A Bangalore, ville de 8 millions d’habitants, les centres Don Bosco trouvent en moyenne 250 enfants seuls par mois. Le but premier est toujours de retrouver la famille de l’enfant et de régler les conflits. Dans 90 % des cas, les enfants trouvés peuvent retourner chez eux, Don Bosco les sauve en quelque sorte de la vie de la rue et les préserve de ses conséquences parfois désastreuses (violence, vols, prostitution, drogue,…). Les enfants dont on ne retrouve pas de famille et ceux qui refusent d’y retourner sont accueillis dans des centres Don Bosco. Ces centres fonctionnent comme des orphelinats, mais ne subsistent que grâce aux dons de centaines de personnes. Les enfants vont à l’école, ont à manger, de nouveaux vêtements (les leur n’étant souvent plus en état d’être encore portés), des chaussures parfois, et sont pris en charge par un personnel indien, et de nombreux volontaires venant passer un mois, 6 mois, 1 an,…

Ces enfants sont épatants. Leur débrouillardise, leur autonomie, leur maturité, leur enthousiasme sont étonnants lorsque l’on connaît leur histoire, et ils ont un besoin énorme d’affection.

 

L’Inde, en quelques mots…

Difficile de décrire l’Inde en quelques lignes… En Inde, la vie se passe dehors, dans les rues : des couleurs partout, des bruits omniprésents (musique, klaxons,…), des odeurs de toutes sortes (encens, ordures, jasmin, poisson, viande qui sèche… on passe de l’un à l’autre comme on change de rue). Les femmes vêtues de saris aux couleurs vives, ce tissu de 8 mètres de long que l’on enroule autour de soi, ajoutent au charme de cette atmosphère indienne qui met tous les sens en éveil. Mais mon meilleur souvenir reste sans aucun doute les moments avec les gens rencontrés au fil de l’année… L’accueil des indiens dans leurs humbles demeures, ou au contraire dans leur maison de luxe (encore une fois, l’Inde est un pays d’extrême dans tous les domaines, on pourrait décrire ce pays avec tout et son contraire…) est exemplaire. La porte est souvent grande ouverte au voyageur qui passe ou à l’ami invité, et ce sont là des moments riches en partage – de par nos différences - que j’ai eu la chance de vivre.

 

Et la religion, en Inde ?

L’Inde est un pays très spirituel. Quelque soit sa religion, l’Indien ne conçoit pas d’entreprendre quoi que ce soit sans s’en remettre à Dieu (ou aux dieux). Les élèves se rassemblent pour la prière avant de commencer la classe ; les spectateurs et acteurs unissent leurs prières avant le spectacle ; lorsqu’un indien achète une nouvelle voiture, il ne manque pas de la faire bénir avant de l’utiliser,…

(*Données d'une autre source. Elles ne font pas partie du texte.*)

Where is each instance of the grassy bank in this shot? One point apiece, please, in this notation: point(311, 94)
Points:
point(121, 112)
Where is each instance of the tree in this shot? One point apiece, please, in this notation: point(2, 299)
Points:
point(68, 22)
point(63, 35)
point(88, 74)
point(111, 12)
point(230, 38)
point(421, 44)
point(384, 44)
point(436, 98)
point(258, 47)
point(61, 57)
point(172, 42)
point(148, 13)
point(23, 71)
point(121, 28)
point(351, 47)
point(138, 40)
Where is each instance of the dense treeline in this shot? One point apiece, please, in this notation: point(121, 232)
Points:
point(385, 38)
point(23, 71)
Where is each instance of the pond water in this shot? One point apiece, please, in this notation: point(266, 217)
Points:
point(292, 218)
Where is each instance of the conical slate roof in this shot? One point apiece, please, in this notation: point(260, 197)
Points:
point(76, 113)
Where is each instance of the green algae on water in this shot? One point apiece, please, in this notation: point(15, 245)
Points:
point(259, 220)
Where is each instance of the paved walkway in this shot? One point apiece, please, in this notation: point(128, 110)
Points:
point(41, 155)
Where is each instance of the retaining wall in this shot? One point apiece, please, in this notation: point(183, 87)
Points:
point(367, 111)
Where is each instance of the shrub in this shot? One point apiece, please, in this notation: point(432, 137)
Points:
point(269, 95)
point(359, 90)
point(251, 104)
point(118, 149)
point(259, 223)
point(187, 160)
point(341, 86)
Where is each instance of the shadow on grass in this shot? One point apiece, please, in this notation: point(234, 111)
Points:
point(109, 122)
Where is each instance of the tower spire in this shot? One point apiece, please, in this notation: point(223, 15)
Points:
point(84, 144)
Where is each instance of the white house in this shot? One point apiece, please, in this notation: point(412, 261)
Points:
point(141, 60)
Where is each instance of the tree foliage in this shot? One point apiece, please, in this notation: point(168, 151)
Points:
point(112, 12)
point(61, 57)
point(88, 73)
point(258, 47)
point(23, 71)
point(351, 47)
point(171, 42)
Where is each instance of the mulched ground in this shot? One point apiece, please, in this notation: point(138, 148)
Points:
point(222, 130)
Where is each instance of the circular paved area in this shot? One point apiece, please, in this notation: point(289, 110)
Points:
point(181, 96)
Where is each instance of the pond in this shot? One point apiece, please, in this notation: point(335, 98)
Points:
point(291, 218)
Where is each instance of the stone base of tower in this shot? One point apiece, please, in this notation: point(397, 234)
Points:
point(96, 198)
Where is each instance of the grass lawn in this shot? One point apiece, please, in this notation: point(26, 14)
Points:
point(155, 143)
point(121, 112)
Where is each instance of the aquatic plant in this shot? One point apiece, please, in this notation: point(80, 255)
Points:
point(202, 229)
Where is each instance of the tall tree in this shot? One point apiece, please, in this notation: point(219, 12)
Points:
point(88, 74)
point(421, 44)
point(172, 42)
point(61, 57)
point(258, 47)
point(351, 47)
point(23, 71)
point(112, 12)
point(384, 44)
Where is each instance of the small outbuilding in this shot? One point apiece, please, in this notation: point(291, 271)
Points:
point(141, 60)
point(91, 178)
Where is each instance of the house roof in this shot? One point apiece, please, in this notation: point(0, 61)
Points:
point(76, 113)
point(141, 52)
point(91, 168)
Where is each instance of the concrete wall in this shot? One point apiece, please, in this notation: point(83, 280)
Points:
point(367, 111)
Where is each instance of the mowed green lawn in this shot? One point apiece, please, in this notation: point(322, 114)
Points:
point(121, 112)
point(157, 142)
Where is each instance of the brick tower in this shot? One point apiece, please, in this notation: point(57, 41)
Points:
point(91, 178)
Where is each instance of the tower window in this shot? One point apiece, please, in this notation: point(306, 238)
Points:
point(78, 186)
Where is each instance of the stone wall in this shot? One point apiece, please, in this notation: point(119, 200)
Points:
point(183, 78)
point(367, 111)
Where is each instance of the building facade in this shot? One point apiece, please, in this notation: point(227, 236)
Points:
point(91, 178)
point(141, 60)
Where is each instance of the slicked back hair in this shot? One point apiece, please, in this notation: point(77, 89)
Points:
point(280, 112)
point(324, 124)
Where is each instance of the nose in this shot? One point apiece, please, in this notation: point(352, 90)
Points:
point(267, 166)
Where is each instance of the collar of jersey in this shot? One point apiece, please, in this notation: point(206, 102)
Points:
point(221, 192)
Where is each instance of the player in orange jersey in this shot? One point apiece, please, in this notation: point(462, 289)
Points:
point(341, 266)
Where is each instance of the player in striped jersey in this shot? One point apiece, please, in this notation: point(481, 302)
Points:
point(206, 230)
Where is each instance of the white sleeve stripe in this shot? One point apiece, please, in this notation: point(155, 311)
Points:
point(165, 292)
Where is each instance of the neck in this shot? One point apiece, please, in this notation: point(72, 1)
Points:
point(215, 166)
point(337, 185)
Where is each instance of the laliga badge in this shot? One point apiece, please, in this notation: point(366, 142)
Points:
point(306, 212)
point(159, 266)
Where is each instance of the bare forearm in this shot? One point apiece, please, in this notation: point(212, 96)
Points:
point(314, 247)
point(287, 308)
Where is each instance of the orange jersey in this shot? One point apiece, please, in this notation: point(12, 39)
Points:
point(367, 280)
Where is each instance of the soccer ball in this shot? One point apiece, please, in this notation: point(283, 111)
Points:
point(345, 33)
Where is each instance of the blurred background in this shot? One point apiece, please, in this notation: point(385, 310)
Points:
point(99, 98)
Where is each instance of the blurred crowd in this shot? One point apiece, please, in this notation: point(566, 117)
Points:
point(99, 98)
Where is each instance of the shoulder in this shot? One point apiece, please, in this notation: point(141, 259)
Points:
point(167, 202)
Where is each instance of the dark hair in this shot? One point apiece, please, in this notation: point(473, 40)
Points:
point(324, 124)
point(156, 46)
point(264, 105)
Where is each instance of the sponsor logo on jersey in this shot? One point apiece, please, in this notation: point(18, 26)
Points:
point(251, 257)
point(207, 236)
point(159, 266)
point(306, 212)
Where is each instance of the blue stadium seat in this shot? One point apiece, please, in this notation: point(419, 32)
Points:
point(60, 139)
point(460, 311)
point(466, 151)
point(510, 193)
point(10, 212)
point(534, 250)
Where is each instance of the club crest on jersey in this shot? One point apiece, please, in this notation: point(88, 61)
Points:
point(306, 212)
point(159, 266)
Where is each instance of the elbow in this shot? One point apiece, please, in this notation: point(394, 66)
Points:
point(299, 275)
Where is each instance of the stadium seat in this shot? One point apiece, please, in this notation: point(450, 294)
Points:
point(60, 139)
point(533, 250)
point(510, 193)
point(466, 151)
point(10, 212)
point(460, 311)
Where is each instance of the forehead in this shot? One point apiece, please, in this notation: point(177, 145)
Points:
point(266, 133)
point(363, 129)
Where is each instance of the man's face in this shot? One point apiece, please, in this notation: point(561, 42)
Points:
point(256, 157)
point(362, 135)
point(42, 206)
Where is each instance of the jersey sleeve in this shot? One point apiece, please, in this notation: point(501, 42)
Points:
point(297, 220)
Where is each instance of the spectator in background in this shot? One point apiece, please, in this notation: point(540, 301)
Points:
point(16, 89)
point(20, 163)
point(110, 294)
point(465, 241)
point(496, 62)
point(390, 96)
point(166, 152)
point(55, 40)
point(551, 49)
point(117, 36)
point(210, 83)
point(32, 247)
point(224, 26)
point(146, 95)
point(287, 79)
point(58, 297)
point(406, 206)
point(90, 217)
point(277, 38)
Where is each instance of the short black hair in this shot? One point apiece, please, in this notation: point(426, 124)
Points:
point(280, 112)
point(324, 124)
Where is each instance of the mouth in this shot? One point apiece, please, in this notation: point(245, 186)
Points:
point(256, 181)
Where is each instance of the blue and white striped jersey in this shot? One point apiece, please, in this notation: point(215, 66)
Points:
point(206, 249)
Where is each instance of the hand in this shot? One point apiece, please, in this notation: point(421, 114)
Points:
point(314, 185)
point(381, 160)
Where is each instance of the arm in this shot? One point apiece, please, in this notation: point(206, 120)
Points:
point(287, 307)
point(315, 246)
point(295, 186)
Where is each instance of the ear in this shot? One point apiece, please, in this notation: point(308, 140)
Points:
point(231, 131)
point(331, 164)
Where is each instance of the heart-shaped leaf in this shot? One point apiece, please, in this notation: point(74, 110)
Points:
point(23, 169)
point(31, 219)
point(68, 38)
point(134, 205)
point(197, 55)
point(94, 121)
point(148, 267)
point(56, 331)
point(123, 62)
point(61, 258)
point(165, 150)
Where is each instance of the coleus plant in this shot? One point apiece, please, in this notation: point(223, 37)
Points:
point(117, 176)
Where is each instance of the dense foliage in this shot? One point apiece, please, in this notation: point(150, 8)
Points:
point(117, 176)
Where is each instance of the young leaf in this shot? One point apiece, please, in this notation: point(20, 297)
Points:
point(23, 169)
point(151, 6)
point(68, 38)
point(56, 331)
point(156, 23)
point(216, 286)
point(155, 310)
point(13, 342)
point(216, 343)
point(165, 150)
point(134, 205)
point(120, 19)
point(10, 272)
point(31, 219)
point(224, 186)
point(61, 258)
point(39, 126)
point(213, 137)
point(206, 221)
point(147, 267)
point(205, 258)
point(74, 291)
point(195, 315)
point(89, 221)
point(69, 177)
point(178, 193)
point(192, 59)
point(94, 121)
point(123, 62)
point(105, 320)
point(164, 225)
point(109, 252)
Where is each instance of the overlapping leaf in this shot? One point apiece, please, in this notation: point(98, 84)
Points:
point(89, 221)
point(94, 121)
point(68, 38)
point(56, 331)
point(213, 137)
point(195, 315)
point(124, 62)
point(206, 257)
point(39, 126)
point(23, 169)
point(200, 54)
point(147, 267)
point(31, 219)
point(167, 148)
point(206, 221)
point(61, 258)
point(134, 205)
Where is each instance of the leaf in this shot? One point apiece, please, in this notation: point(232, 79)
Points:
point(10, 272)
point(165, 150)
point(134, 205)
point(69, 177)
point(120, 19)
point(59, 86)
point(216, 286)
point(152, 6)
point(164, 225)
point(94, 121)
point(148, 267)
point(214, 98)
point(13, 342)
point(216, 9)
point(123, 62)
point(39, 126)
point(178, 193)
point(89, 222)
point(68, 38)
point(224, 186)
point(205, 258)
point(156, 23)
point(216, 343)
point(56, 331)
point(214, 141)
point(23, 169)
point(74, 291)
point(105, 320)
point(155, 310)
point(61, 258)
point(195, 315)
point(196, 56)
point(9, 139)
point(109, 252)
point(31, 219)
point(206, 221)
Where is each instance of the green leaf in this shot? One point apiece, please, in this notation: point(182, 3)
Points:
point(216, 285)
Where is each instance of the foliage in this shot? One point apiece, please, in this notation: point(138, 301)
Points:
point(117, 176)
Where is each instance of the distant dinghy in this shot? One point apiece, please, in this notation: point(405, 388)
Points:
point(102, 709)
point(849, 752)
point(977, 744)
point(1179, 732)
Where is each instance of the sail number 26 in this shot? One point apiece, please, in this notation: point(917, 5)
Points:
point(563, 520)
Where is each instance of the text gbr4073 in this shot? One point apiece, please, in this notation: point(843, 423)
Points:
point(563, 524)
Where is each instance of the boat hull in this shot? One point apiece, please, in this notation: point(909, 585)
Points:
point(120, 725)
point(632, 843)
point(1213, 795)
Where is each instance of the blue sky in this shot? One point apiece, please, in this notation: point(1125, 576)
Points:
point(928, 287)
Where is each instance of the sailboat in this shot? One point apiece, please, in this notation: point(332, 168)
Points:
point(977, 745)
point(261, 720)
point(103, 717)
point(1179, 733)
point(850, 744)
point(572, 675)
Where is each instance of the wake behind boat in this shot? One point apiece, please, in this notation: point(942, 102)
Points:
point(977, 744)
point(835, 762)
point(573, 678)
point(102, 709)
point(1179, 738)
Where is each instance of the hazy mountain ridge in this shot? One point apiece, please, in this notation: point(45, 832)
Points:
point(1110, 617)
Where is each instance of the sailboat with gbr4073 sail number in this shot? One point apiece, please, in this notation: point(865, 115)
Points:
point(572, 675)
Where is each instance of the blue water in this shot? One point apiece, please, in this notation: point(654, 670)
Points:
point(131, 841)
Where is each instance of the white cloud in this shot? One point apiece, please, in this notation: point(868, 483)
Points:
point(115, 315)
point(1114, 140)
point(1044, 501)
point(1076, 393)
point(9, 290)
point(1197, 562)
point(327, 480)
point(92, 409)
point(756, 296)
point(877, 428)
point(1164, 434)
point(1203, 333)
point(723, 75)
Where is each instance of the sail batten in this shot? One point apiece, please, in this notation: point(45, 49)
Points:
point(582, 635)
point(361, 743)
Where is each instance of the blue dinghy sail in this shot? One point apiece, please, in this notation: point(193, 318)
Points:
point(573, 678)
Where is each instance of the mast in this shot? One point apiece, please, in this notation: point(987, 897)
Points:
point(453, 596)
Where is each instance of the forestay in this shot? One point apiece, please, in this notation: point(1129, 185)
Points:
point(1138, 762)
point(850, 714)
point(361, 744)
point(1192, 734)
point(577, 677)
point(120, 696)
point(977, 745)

80 % des indiens sont hindous, et la deuxième religion est l’islam. Les chrétiens représentent environ 1 % et d’autres minorités (moins de 1%) sont sikh, bouddhistes, jaïns,…

La majorité des quelques chrétiens catholiques d’Inde célèbre la messe dans le rite syriaque. Je ne connaissais auparavant que le rite latin dont on a l’habitude en Europe. Cette découverte d’une église différente (reconnue par le Vatican, comme une trentaine d’autres églises catholiques dans le monde) a été très intéressante.

 

Q’est-ce que le syriaque ?

Le syriaque est un dialecte de l’araméen, langue parlée par le Christ en Palestine. L’apôtre St Thomas serait venu évangéliser le sud de l’Inde et u serait mort martyr à Chennaï. Il parlait donc le syriaque et les fidèles ont gardé cette langue d’origine pour célébrer la messe. La liturgie est très différente que celle du rite latin (ils y attachent beaucoup plus d’importance, avec plus de symboles), mais la principale différence se trouve dans la forme, et non dans le fond.

 

Que retenir de cette expérience ?

Vivre 9 mois avec des personnes ayant un regard sur le monde tellement différent de celui que nous percevons avec nos yeux d’occidentaux apprend à mieux appréhender notre propre culture. Mais surtout, cette expérience m’a enseigné une chose que j’aimerais partager : « le plus beau cadeau que l’on puisse faire à quelqu’un n’est pas de lui transmettre nos richesses mais de découvrir la sienne. »

 

 

 

 

 

 

 

 

 

Decalage horaire (+3h30)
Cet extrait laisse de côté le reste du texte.